VEGF-Induced Vascular Permeability Is Mediated by FAK
Chen, X.,Nam, J.O.,Jean, C.,Lawson, C.,Walsh, Colin T.,Goka, E.,Lim, S.T.,Tomar, A.,Tancioni, I.,Uryu, S.,Guan, J.L.,Acevedo, Lisette M.,Weis, Sara M.,Cheresh, David A.,Schlaepfer, David D. Cell Press 2012 DEVELOPMENTAL CELL Vol.22 No.1
Endothelial cells (ECs) form cell-cell adhesive junctional structures maintaining vascular integrity. This barrier is dynamically regulated by vascular endothelial growth factor (VEGF) receptor signaling. We created an inducible knockin mouse model to study the contribution of the integrin-associated focal adhesion tyrosine kinase (FAK) signaling on vascular function.

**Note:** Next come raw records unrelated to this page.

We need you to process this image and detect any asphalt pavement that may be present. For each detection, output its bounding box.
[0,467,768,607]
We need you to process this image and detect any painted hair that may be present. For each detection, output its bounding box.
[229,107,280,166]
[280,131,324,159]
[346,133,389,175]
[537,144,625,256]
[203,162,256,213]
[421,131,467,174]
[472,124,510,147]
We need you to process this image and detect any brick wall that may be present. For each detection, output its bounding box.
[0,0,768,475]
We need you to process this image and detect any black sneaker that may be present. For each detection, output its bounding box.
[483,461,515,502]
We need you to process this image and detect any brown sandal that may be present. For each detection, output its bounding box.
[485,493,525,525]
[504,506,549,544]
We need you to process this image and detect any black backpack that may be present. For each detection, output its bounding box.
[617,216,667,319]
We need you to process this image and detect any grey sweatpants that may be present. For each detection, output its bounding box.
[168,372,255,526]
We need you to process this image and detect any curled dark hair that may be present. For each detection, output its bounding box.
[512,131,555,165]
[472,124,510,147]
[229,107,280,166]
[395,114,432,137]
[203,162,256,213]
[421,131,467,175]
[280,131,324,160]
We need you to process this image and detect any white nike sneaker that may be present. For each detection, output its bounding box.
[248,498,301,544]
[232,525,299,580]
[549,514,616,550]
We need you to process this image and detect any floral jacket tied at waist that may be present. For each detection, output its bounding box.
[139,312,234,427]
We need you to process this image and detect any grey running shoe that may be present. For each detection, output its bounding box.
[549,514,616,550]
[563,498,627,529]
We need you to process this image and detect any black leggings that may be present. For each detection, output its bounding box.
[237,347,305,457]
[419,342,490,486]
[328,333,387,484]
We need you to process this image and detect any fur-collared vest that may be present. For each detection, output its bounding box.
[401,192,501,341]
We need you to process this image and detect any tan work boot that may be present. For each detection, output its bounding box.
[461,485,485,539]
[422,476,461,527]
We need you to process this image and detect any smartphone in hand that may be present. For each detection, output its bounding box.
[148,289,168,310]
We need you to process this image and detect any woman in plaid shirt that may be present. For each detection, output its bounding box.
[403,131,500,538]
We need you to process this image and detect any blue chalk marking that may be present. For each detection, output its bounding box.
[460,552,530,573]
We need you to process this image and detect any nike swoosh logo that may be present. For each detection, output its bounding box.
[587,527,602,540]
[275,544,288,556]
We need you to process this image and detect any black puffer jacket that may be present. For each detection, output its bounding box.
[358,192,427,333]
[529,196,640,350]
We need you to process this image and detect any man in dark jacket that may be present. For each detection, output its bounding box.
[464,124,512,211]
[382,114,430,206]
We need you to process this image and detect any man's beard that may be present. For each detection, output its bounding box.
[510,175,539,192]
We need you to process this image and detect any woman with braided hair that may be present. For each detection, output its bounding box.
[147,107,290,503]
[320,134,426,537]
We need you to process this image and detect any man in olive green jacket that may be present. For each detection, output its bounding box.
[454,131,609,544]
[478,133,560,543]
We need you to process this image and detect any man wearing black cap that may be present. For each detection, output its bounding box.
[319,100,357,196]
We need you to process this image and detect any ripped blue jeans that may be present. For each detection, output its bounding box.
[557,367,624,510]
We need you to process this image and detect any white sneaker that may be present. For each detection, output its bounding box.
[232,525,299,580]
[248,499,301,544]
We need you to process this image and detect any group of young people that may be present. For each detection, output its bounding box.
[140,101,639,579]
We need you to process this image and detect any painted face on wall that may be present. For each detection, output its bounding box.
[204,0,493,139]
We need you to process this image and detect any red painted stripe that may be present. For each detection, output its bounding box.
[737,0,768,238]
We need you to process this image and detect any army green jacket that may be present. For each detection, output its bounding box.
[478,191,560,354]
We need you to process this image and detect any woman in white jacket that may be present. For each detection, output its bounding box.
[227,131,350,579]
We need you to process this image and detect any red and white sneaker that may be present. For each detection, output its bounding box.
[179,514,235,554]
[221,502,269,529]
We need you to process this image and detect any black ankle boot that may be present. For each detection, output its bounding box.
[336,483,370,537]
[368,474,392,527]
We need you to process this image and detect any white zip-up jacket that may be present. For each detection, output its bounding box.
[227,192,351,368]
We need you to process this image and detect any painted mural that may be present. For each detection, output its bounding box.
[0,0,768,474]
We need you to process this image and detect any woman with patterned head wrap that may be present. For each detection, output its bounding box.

Here we show that genetic or pharmacological FAK inhibition in ECs prevents VEGF-stimulated permeability downstream of VEGF receptor or Src tyrosine kinase activation in vivo. VEGF promotes tension-independent FAK activation, rapid FAK localization to cell-cell junctions, binding of the FAK FERM domain to the vascular endothelial cadherin (VE-cadherin) cytoplasmic tail, and direct FAK phosphorylation of β-catenin at tyrosine-142 (Y142) facilitating VE-cadherin-β-catenin dissociation and EC junctional breakdown. Kinase inhibited FAK is in a closed conformation that prevents VE-cadherin association and limits VEGF-stimulated β-catenin Y142 phosphorylation. Our studies establish a role for FAK as an essential signaling switch within ECs regulating adherens junction dynamics.